Uniformity and bounded arithmetic below P

Abstract

We study some of the complexity classes below P and, in particular, we concentrate on $AC\sp0\subseteq NC\sp1\subseteq L=$ LogSpace. We also study the nondeterministic classes $NAC\sp{i}$ and $NNC\sp{i},$ for $i\ge0,$ which are the counterparts to the more familiar class NP. In the final part of this work we characterize the so-called Steven's Class $SC=\bigcup\sb{i\ge1}Sc\sp{i}.$

We start by proving that certain basic arithmetic operations such as Count, Multiplication, Multiple Addition, Sorting, etc. can be carried out in Uniform-$NC\sp1$ and that similar results hold in the class Uniform-$AC\sp0$ when dealing with sufficiently "small" numbers. The proofs are carried out by using algebraic characterizations of the previous classes as developed, for example, in (C14) and (CT2).

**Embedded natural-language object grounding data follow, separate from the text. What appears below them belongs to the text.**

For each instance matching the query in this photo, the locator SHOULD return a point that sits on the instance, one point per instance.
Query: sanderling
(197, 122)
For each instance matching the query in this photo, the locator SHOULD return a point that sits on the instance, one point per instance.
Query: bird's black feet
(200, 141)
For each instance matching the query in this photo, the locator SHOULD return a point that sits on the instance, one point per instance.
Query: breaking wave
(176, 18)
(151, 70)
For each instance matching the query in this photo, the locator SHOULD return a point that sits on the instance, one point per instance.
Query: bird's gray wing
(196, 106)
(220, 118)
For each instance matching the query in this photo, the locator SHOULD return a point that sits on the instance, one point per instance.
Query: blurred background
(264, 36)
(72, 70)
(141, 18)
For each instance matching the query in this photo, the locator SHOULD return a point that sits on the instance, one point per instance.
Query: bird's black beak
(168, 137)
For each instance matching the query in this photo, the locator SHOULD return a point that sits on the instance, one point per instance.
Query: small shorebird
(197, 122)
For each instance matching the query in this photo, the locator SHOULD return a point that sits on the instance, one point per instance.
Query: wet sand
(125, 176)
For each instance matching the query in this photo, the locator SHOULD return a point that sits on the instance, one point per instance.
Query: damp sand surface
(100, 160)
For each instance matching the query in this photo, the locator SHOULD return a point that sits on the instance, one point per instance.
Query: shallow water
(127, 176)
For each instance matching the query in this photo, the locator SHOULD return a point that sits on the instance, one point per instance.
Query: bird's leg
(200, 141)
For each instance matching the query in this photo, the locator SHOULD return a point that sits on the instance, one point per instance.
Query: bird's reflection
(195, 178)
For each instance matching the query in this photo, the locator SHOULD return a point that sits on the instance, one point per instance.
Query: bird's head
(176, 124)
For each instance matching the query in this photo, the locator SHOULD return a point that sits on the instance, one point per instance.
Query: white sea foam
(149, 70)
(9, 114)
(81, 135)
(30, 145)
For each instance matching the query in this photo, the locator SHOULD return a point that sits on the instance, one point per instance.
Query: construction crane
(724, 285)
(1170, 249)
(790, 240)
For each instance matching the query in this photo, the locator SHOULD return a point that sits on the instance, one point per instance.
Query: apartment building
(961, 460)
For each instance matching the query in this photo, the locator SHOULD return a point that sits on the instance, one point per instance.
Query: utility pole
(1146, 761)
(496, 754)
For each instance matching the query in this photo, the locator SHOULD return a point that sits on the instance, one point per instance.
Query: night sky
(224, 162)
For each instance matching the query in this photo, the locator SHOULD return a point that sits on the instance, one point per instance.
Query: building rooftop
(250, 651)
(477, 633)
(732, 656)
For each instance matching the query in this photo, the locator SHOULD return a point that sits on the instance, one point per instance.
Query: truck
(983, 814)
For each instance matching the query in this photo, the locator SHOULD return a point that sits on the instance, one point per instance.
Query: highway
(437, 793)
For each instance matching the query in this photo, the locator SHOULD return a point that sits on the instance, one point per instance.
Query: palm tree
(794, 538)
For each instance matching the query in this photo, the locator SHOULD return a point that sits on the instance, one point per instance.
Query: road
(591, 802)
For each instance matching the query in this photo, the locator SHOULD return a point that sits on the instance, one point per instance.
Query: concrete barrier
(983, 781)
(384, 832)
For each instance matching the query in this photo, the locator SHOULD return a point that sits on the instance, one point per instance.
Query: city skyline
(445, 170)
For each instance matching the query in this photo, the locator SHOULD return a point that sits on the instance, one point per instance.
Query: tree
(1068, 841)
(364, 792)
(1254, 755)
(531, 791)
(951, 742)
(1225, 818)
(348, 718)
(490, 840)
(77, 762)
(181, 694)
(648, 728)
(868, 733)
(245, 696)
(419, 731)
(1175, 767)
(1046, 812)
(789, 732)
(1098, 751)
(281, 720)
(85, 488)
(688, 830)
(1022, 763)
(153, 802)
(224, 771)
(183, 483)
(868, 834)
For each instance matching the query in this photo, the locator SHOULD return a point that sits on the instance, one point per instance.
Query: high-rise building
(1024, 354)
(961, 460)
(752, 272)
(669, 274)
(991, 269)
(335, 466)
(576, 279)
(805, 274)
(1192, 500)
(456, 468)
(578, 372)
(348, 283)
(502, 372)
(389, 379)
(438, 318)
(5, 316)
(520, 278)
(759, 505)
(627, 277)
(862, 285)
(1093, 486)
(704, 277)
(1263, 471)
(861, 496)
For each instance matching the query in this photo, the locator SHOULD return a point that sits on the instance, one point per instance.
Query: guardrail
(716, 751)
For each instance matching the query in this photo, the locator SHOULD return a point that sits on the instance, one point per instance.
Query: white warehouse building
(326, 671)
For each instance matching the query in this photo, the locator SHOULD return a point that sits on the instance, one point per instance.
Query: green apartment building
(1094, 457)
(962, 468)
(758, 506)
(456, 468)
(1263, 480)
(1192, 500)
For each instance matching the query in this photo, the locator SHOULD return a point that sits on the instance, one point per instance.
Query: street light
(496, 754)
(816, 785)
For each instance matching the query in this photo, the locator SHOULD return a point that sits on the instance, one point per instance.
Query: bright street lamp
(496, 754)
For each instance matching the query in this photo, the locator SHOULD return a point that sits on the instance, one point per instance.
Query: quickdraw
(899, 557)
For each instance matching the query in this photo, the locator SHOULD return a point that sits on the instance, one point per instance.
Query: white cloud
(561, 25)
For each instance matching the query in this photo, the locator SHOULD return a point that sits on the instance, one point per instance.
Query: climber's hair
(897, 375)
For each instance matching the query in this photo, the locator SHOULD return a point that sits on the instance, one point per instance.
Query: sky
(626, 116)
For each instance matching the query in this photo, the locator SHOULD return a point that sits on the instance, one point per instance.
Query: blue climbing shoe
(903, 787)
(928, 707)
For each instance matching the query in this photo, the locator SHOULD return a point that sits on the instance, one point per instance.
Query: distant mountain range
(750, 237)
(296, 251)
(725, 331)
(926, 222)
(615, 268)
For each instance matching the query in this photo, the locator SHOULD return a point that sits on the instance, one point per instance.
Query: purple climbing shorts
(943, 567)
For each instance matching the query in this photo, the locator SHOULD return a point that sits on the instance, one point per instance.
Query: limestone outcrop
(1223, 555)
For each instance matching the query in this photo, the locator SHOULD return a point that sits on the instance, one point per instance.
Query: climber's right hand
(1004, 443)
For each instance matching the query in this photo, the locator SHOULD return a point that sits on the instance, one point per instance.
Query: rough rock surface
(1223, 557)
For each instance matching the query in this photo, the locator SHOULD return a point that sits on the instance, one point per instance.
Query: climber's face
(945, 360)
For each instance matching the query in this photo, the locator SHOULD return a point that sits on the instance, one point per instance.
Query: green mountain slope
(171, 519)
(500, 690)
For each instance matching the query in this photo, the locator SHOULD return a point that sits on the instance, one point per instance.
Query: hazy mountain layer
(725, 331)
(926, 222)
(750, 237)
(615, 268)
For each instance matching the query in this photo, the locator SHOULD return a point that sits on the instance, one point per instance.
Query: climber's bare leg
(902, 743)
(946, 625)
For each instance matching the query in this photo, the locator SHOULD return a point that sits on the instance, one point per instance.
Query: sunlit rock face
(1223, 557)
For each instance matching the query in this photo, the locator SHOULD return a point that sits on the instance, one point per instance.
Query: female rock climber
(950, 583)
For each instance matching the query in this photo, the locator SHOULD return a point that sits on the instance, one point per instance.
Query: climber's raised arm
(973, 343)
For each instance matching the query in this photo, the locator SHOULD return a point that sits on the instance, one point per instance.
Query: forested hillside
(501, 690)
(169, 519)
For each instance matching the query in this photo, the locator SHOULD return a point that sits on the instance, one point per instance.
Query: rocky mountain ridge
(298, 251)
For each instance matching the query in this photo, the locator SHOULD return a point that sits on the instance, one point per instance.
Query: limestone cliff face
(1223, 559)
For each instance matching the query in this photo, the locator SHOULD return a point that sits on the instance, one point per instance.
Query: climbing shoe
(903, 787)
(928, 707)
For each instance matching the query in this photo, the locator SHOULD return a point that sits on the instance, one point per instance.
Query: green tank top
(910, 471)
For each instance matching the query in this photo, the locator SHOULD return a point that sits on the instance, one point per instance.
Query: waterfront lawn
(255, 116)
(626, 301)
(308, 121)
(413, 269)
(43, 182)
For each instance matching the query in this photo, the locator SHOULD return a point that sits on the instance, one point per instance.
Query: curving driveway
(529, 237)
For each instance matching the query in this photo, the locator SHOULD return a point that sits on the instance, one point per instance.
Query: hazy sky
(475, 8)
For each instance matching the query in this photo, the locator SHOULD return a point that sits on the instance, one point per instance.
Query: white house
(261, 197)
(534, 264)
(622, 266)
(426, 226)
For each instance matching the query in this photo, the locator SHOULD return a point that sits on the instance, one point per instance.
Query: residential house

We continue with the classes $NAC\sp0\subseteq NNC\sp1\subseteq\cdots\subseteq NP$ introduced in (Ta2) and prove that, in fact, all of them coincide and therefore are equal to NPolyTime.

Finally, we move further up and consider the complexity class SC as defined in (Co2). We introduce the notion of Extended k-Bounded Recursion on Notation $(E\sb{k}BRN)$ and prove that the class $SC\sp{k}$ equals the closure of the set of basic functions INITIAL (see for example, (CT2)), under composition, CRN and $E\sb{k}BRN.$